A União Europeia pediu que a decisão seja aplicada de maneira “plena, imediata e eficaz”.

Os Estados Unidos, principal aliado de Israel, reiteraram que as acusações de “genocídio” são “infundadas”.

O veredicto do tribunal foi celebrado por Turquia, Irã, Espanha e Catar, um mediador que abriga em seu território a cúpula de líderes do Hamas.

O grupo islamista, no poder em Gaza desde 2007, considerou que o veredicto constitui um “avanço importante que contribui para isolar Israel”.

Na América Latina, países governados pela esquerda como Brasil, Colômbia, Bolívia e Venezuela respaldaram a iniciativa da África do Sul na CIJ contra Israel.

O presidente colombiano, Gustavo Petro, equiparou na rede social X o veredicto do tribunal a um “triunfo da Humanidade” e destacou que “o que se impõe é um cessar-fogo para a libertação integral dos reféns em ambas as partes”.

Por outro lado, o presidente ultraliberal da Argentina, Javier Milei, condenou a violência “atroz e imperdoável” do Hamas e criticou o “ressurgimento do antissemitismo”.

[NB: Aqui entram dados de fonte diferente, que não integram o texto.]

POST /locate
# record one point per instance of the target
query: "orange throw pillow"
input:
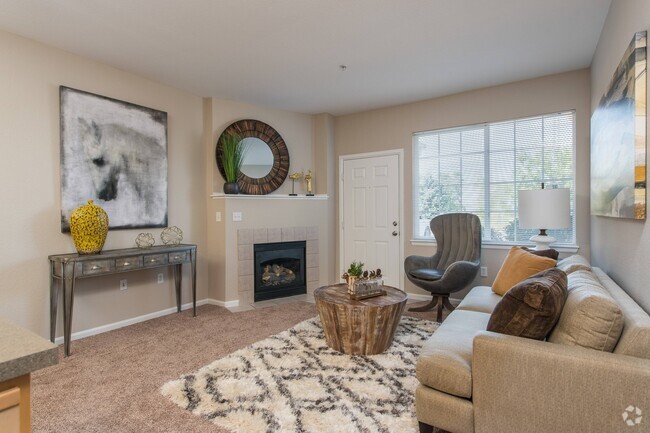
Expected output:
(518, 266)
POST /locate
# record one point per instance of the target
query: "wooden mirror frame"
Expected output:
(272, 181)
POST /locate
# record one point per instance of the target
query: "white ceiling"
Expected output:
(286, 53)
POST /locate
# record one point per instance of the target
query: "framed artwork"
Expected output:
(618, 139)
(114, 153)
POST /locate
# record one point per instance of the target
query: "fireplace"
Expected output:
(279, 270)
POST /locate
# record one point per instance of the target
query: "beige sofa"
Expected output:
(472, 380)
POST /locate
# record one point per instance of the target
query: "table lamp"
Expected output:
(544, 209)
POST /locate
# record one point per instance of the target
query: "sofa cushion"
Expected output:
(574, 263)
(518, 266)
(531, 308)
(445, 361)
(591, 318)
(635, 338)
(549, 252)
(480, 298)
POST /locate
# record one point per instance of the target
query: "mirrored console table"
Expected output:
(65, 269)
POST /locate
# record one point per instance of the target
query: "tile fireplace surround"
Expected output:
(246, 238)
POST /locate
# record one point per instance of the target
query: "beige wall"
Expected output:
(392, 128)
(621, 247)
(30, 75)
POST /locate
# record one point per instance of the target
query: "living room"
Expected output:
(41, 54)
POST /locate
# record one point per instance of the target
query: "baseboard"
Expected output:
(143, 318)
(418, 297)
(226, 304)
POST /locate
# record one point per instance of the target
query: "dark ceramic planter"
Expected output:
(230, 188)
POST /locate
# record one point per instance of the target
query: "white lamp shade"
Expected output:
(544, 209)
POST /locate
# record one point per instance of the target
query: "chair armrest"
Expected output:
(419, 262)
(459, 274)
(522, 385)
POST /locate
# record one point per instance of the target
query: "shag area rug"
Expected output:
(293, 382)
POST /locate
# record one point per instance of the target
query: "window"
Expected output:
(480, 168)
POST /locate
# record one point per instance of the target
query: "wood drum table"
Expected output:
(364, 327)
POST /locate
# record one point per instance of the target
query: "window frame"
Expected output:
(418, 239)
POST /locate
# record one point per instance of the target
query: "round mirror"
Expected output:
(266, 163)
(258, 160)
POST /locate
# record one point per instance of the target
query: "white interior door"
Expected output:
(370, 226)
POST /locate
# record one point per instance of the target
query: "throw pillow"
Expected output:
(549, 252)
(531, 308)
(518, 266)
(574, 263)
(591, 318)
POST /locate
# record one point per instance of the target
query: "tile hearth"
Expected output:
(246, 238)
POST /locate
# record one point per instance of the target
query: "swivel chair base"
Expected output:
(437, 300)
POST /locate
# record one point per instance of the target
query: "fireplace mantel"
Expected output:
(222, 196)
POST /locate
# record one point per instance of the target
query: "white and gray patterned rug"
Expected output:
(292, 382)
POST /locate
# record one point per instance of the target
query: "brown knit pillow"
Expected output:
(532, 307)
(549, 252)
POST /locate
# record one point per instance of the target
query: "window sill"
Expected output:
(501, 246)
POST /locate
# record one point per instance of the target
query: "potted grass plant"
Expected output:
(232, 155)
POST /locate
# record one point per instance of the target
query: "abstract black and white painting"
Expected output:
(114, 153)
(618, 139)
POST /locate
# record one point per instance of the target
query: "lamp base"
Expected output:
(542, 242)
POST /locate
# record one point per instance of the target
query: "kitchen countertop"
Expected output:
(22, 351)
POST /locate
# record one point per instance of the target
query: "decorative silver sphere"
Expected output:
(171, 236)
(145, 240)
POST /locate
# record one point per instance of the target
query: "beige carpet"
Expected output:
(111, 383)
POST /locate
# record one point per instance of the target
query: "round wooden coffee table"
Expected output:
(364, 327)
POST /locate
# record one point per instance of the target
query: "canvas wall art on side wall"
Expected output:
(114, 153)
(618, 139)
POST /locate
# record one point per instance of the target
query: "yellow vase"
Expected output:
(89, 227)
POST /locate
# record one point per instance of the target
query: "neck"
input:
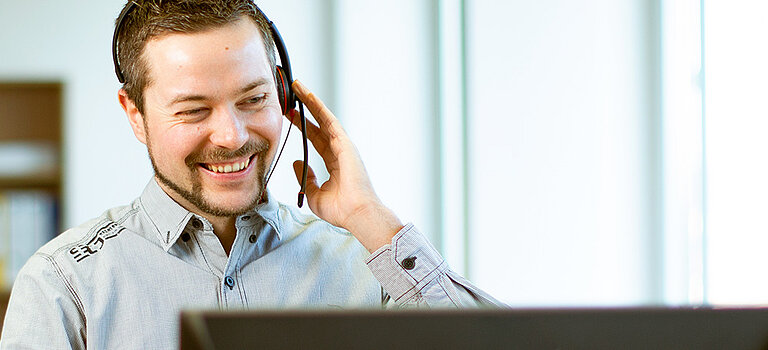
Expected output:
(223, 226)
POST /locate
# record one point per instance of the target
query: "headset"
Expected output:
(283, 80)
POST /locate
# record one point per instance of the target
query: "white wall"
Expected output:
(736, 125)
(563, 119)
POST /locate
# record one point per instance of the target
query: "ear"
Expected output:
(134, 116)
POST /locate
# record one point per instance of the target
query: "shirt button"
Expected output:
(409, 263)
(229, 281)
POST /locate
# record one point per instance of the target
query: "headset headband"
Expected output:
(283, 83)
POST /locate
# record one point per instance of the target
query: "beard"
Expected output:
(193, 191)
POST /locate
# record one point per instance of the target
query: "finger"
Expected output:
(318, 109)
(314, 134)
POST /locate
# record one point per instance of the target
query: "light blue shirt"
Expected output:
(121, 280)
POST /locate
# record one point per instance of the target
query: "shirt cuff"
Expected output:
(407, 265)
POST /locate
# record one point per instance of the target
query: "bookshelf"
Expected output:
(30, 172)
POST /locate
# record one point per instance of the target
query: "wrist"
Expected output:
(374, 226)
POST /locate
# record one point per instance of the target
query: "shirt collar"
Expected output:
(170, 219)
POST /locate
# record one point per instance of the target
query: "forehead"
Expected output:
(213, 59)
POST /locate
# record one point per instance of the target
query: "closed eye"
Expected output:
(258, 99)
(192, 114)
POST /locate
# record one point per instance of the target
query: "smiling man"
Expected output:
(200, 93)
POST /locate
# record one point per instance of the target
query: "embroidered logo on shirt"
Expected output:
(108, 231)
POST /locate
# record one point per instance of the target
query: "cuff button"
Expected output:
(409, 263)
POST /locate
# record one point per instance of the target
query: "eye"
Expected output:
(192, 114)
(256, 100)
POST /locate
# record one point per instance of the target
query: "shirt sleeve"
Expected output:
(413, 274)
(44, 311)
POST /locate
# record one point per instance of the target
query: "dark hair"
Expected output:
(152, 18)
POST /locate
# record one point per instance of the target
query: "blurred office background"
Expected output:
(558, 152)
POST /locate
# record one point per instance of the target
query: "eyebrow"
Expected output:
(187, 98)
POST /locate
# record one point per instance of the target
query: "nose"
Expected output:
(228, 130)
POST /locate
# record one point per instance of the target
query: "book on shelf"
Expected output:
(27, 221)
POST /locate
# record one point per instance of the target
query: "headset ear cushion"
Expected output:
(284, 92)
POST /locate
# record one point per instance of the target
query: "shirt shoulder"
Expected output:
(91, 232)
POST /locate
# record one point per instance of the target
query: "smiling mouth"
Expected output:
(226, 168)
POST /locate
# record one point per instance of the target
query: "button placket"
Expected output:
(229, 282)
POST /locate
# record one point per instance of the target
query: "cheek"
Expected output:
(174, 144)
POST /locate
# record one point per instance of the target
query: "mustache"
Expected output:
(220, 155)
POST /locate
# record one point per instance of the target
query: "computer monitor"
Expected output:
(478, 329)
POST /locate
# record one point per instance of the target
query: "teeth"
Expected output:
(229, 168)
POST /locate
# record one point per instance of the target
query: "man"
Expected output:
(200, 94)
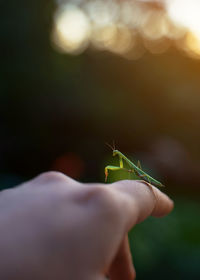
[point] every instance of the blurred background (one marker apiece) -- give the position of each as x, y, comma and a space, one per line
76, 74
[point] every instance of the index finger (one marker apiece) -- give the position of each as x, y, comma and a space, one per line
140, 201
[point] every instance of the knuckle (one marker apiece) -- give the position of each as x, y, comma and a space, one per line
52, 176
107, 200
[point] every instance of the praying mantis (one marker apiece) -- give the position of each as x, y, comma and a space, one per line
135, 169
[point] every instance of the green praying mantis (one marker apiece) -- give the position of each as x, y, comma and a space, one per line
135, 169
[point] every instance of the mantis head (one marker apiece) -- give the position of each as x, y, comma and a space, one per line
115, 152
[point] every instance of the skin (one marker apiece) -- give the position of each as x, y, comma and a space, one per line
53, 227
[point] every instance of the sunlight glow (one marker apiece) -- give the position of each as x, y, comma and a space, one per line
185, 13
127, 27
72, 29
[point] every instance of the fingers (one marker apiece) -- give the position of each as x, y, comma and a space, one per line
53, 177
122, 266
140, 201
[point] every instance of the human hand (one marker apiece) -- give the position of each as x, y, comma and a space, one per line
53, 227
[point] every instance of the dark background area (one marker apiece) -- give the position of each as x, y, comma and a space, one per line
58, 110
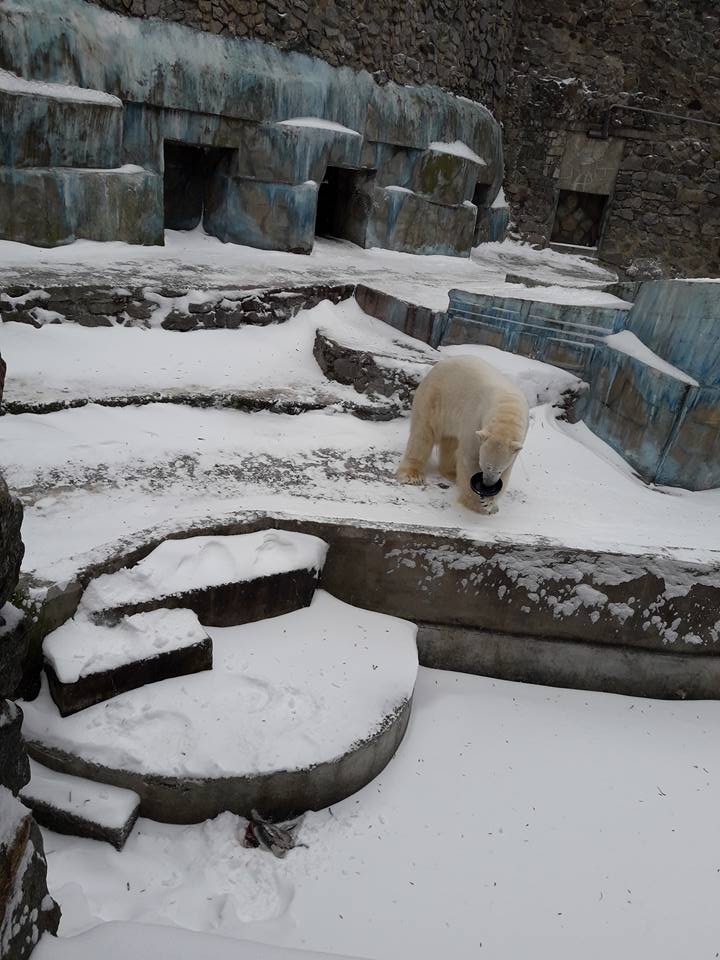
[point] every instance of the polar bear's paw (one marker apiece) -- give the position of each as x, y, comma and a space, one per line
406, 473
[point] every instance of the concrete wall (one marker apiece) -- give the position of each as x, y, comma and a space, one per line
242, 100
462, 45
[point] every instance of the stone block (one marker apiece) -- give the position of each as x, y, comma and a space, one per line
52, 206
690, 458
145, 649
445, 177
27, 910
81, 808
633, 407
46, 131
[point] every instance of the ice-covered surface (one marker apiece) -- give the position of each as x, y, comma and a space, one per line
80, 647
143, 941
97, 802
627, 342
177, 566
284, 694
537, 822
457, 148
11, 83
317, 123
194, 259
62, 362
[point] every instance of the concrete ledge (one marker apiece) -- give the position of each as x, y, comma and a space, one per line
96, 687
276, 796
569, 663
230, 604
549, 595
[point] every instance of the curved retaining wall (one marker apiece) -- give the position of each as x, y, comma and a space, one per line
277, 796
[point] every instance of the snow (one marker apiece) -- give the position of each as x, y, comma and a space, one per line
192, 258
141, 941
61, 363
80, 647
457, 148
178, 566
11, 83
628, 343
534, 821
99, 803
317, 123
284, 694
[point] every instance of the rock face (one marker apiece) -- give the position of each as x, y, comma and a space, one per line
571, 62
11, 545
26, 908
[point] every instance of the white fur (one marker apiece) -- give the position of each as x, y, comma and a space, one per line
478, 419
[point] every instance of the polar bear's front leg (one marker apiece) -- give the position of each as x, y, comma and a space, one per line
466, 495
417, 453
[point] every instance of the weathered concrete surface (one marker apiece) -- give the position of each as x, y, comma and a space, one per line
276, 796
242, 99
26, 908
555, 595
49, 206
96, 687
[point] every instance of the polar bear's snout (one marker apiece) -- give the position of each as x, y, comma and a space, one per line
482, 488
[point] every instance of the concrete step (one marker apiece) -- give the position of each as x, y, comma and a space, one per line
226, 580
87, 663
79, 807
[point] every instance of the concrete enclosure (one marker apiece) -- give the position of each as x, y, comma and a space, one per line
121, 127
654, 392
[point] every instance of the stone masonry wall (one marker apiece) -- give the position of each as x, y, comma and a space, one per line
571, 62
463, 46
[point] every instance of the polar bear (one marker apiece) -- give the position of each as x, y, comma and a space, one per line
479, 420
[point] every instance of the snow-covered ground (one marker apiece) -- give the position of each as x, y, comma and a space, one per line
514, 821
192, 259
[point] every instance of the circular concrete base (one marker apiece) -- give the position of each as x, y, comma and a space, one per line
298, 712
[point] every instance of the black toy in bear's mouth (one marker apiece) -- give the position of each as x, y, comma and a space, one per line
482, 489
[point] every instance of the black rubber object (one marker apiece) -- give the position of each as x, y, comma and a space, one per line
483, 490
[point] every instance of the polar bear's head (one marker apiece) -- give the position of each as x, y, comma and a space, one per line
495, 455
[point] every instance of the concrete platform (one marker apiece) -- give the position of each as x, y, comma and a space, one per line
298, 712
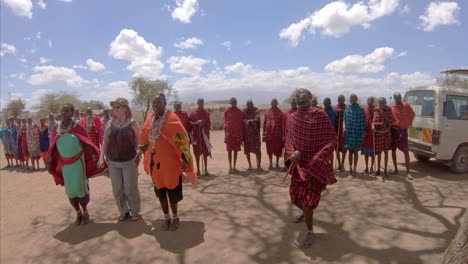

A Arábia Saudita, por sua vez, instou a comunidade internacional a agir para que Israel “preste contas” por “violações” do direito internacional no território palestino.

Durante as audiências prévias à sessão de sexta-feira, Israel sublinhou que agia em legítima defesa, após o ataque do movimento islamista palestino Hamas em 7 de outubro no sul de seu território, e que fazia o que podia para proteger os civis de Gaza.

Mas a CIJ estimou que as medidas adotadas até agora “são insuficientes” para proteger os direitos dos palestinos.

A guerra eclodiu em 7 de outubro, com a incursão de comandos islamitas que provocaram a morte de cerca de 1.140 pessoas, na maioria civis, e sequestraram cerca de 250 no sul de Israel, segundo um balanço da AFP a partir de dados oficiais israelenses.

As ações de represália, com bombardeios incessantes e ações terrestres em Gaza, deixaram até o momento 26.083 mortos, na maioria mulheres, crianças e adolescentes, segundo o Ministério da Saúde do território.

– Reunião em Paris –

Segundo o Hamas, 183 pessoas morreram nas últimas 24 horas em Gaza, onde foram registrados confrontos perto dos hospitais Naser e Al Amal em Khan Yunis, epicentro dos combates.

O Exército afirmou na terça-feira ter cercado esta cidade, onde nasceu o chefe do Hamas em Gaza, Yahya Sinwar, considerado um dos artífices do ataque em Israel.

Na quarta-feira, disparos de tanques contra um centro da Agência da ONU para os Refugiados Palestinos (UNRWA) deixaram 13 mortos, segundo a agência da ONU.

O organismo informou nesta sexta-feira que demitiu “vários” funcionários acusados por Israel de estarem envolvidos no ataque de 7 de outubro. Pouco depois, os Estados Unidos suspenderam temporariamente o financiamento dessa agência.

“Tentamos sair, mas quando olhei para fora, vi os tanques atirando”, lembrou Ahmad Katra, um palestino ferido pelos disparos.

A Casa Branca anunciou nesta sexta-feira que o presidente dos Estados Unidos, Joe Biden, conversou com o emir do Catar, Tamim bin Hamad Al Thani, sobre “os esforços para a libertação dos reféns sequestrados pelo Hamas”.

A França sediará uma reunião “nos próximos dias” sobre este tema, na qual participarão o chefe da CIA, Egito, Israel e Catar, informou uma fonte de segurança à AFP.

O Hamas trocou no final de novembro, durante uma trégua de uma semana, cerca de cem reféns por prisioneiros palestinos em Israel. Atualmente, segundo Israel, 104 pessoas estão em cativeiro em Gaza e 28 teriam morrido.

Na região, os rebeldes huthis do Iêmen, aliados do Irã e que afirmam agir em solidariedade aos cidadãos de Gaza, garantiram ter disparado “mísseis” contra um “petroleiro britânico”.